Assuming the 90 days horizon American Century Etf is expected to under-perform the 1290 Funds. But the mutual fund apears to be less risky and, when comparing its historical volatility, American Century Etf is 1.01 times less risky than 1290 Funds. The mutual fund trades about -0.02 of its potential returns per unit of risk. The 1290 Funds is currently generating about 0.12 of returns per unit of risk over similar time horizon. If you would invest  1,189  in 1290 Funds on October 10, 2024 and sell it today you would earn a total of  128.00  from holding 1290 Funds or generate 10.77% return on investment over 90 days.
Time Period3 Months [change]
DirectionMoves Together 
StrengthWeak
Accuracy100.0%
ValuesDaily Returns

American Century Etf  vs.  1290 Funds

 Performance 
       Timeline  
American Century Etf 

Risk-Adjusted Performance

0 of 100

 
Weak
 
Strong
Very Weak
Over the last 90 days American Century Etf has generated negative risk-adjusted returns adding no value to fund investors. In spite of fairly strong basic indicators, American Century is not utilizing all of its potentials. The current stock price disturbance, may contribute to short-term losses for the investors.
1290 Funds 

Risk-Adjusted Performance

9 of 100

 
Weak
 
Strong
OK
Compared to the overall equity markets, risk-adjusted returns on investments in 1290 Funds are ranked lower than 9 (%) of all funds and portfolios of funds over the last 90 days. In spite of fairly weak forward-looking signals, 1290 Funds may actually be approaching a critical reversion point that can send shares even higher in February 2025.

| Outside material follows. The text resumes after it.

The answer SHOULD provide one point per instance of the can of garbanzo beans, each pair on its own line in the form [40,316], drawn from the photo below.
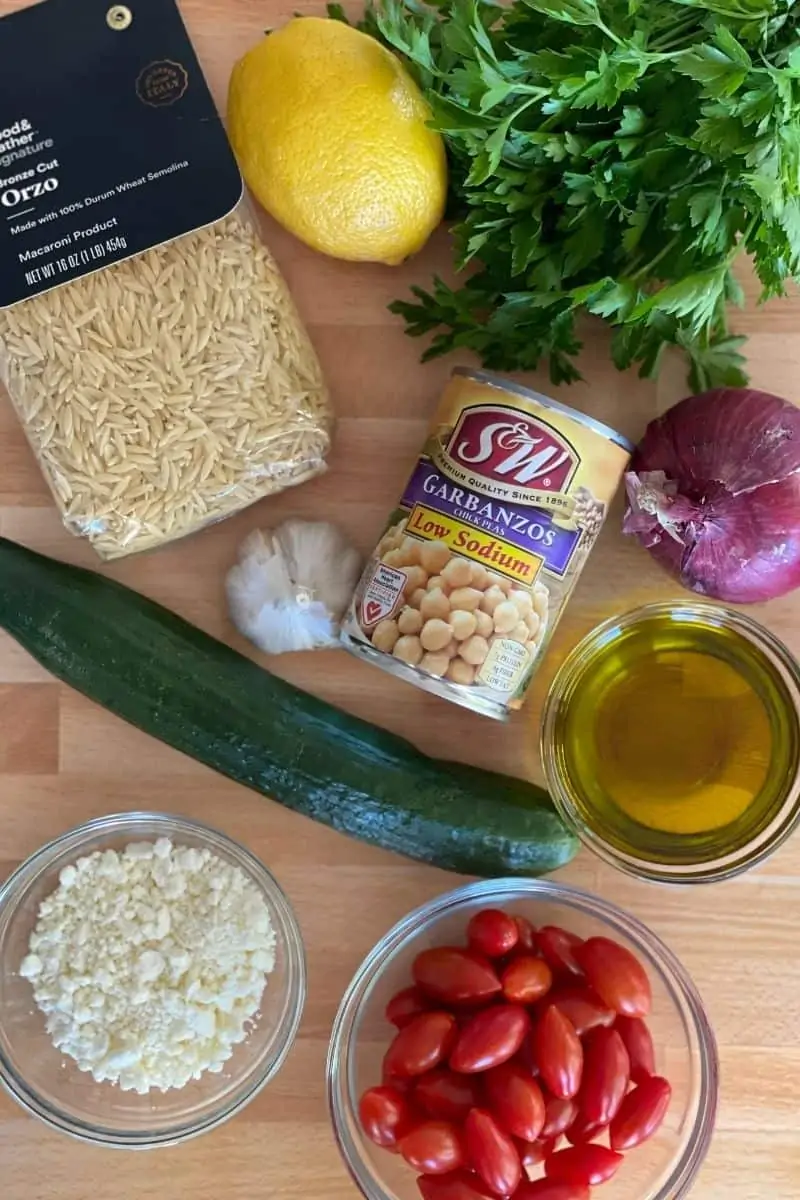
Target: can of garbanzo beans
[476,563]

American Century and 1290 Funds Volatility Contrast

   Predicted Return Density   
       Returns  

Pair Trading with American Century and 1290 Funds

The main advantage of trading using opposite American Century and 1290 Funds positions is that it hedges away some unsystematic risk. Because of two separate transactions, even if American Century position performs unexpectedly, 1290 Funds can make up some of the losses. Pair trading also minimizes risk from directional movements in the market. For example, if an entire industry or sector drops because of unexpected headlines, the short position in 1290 Funds will offset losses from the drop in 1290 Funds' long position.
The idea behind American Century Etf and 1290 Funds pairs trading is to make the combined position market-neutral, meaning the overall market's direction will not affect its win or loss (or potential downside or upside). This can be achieved by designing a pairs trade with two highly correlated stocks or equities that operate in a similar space or sector, making it possible to obtain profits through simple and relatively low-risk investment.
Check out your portfolio center.
Note that this page's information should be used as a complementary analysis to find the right mix of equity instruments to add to your existing portfolios or create a brand new portfolio. You can also try the Alpha Finder module to use alpha and beta coefficients to find investment opportunities after accounting for the risk.